SRR453456           |rename "patient 187"                               |change datatype to "fastqsanger"
SRR453425,SRR453469 |concatenate, rename merge dataset  "patient 186"   |change the merged dataset to datatype to "fastqsanger", and delete and purge the original SRR datasets
SRR453481           |rename "patient 183"                               |change datatype to "fastqsanger"
SRR453531           |rename "patient 180"                               |change datatype to "fastqsanger"
SRR453474           |rename "patient 179"                               |change datatype to "fastqsanger"
SRR453509           |rename "patient 171"                               |change datatype to "fastqsanger"
SRR453451           |rename "patient 168"                               |change datatype to "fastqsanger"
SRR453495,SRR453504 |concatenate, rename merge dataset  "patient 161"   |change the merged dataset to datatype to "fastqsanger", and delete and purge the original SRR datasets
SRR453500           |rename "patient 159"                               |change datatype to "fastqsanger"
SRR453493           |rename "patient 156"                               |change datatype to "fastqsanger"
SRR453444           |rename "patient 131"                               |change datatype to "fastqsanger"
SRR453426           |rename "patient 78                                 |change datatype to "fastqsanger"
  • Create a dataset collection of patient datasets: Click on the checked box icon in the history top menu, check the "patient... " datasets we have just generated (36 datasets) (you can use the Select all button), and For all selected, Build a dataset list that you name "Tractable Patient Datasets".

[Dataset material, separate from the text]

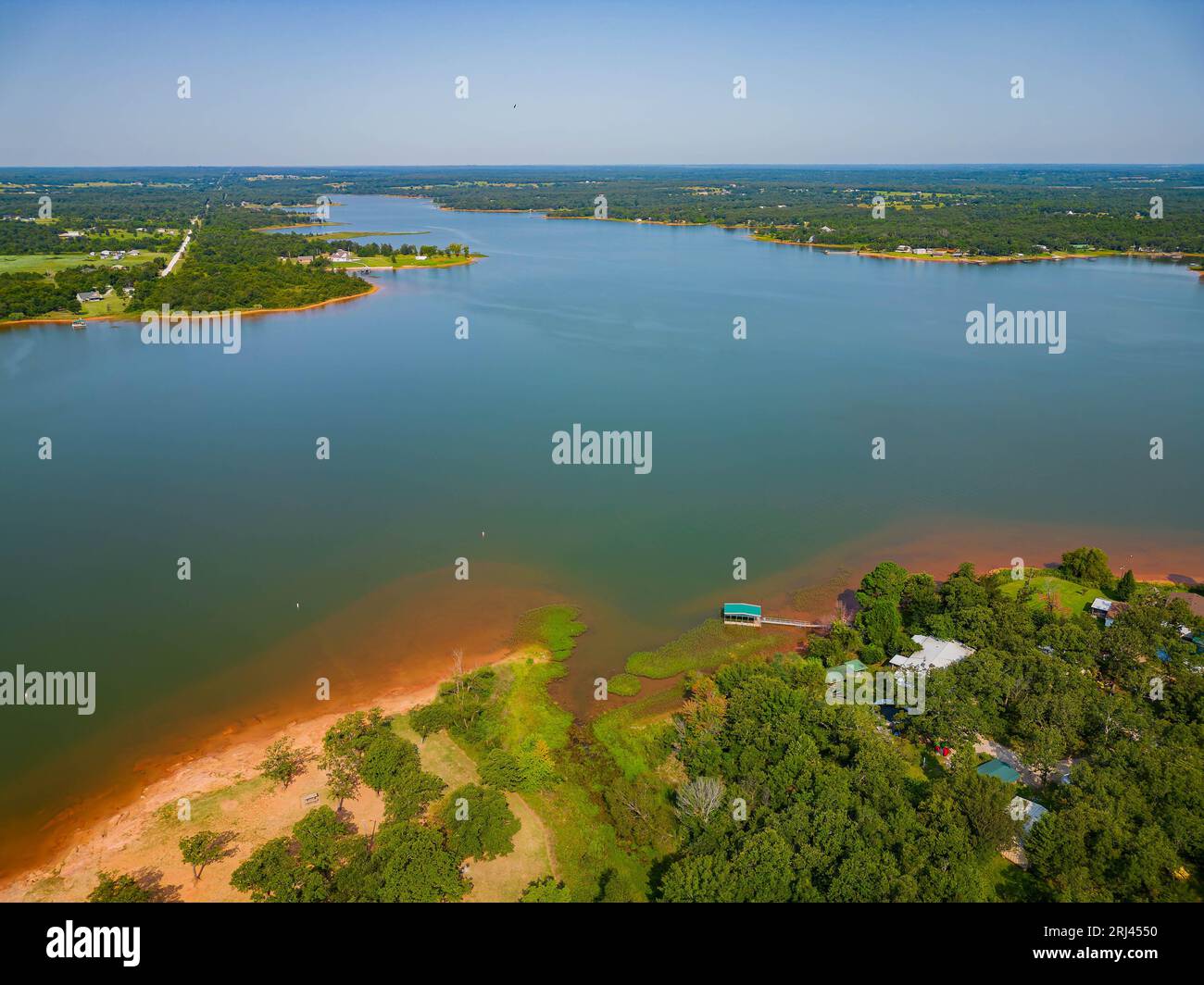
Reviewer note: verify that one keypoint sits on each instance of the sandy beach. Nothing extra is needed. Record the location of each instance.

  • Copy the vir1 nucleotide BLAST database from the References history to the current history Input data for Use Case 3-2.

History for Use Case 3-2

  1. Stay in the history Input data for Use Case 3-2
  2. pick the workflow Metavisitor: Workflow for Use Case 3-2 in the workflows menu, and select the run option.

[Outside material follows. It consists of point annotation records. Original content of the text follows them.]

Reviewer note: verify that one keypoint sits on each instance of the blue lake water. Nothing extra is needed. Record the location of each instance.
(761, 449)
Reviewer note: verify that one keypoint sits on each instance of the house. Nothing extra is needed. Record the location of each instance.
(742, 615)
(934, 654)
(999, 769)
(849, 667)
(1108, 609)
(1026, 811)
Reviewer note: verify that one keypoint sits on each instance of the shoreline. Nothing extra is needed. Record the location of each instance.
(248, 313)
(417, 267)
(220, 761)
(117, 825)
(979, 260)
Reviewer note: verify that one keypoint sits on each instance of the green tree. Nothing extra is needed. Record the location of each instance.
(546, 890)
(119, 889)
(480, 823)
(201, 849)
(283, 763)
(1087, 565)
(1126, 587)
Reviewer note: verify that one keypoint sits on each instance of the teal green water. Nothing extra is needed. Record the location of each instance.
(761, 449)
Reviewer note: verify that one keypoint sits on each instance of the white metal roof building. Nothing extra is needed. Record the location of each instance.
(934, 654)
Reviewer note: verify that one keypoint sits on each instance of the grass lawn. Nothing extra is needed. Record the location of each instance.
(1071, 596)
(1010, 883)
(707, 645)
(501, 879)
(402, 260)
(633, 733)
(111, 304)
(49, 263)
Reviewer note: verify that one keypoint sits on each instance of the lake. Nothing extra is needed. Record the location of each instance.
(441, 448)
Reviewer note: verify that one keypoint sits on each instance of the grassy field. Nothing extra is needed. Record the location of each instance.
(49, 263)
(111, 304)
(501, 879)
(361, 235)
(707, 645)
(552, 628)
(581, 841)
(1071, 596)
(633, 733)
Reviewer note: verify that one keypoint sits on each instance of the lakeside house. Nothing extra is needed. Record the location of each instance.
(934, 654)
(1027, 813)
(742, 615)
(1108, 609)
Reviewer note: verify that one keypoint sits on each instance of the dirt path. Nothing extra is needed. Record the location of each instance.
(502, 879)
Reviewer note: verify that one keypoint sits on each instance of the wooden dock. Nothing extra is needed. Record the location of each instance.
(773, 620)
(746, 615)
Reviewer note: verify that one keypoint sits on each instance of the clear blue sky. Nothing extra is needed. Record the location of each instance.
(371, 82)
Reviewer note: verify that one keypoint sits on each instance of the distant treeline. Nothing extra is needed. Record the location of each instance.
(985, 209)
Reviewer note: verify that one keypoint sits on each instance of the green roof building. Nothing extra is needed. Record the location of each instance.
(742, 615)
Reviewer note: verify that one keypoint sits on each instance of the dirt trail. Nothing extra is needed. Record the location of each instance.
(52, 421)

  3. For Step 1 (Fever Patient Sequences collection), select Tractable Patient Datasets (this should be already selected).
  4. For Step 2, select the nucleotide vir1 blast database (this should also be already selected)
  5. As usual, check the box Send results to a new history, edit the name of the new history to History for Use Case 3-2, and Execute the workflow ! Note, that for complex workflows with dataset collections in input, the actual warning that the workflow is started make take time to show up; you can even have a "504 Gateway Time-out" warning. This is not a serious issue: just go in your User -> Saved history menu, you will see you History for Use Case 3-2 running and you will be able to access it.

As a last note, the workflow for Use Case 3-2 may take a long time. Be patient.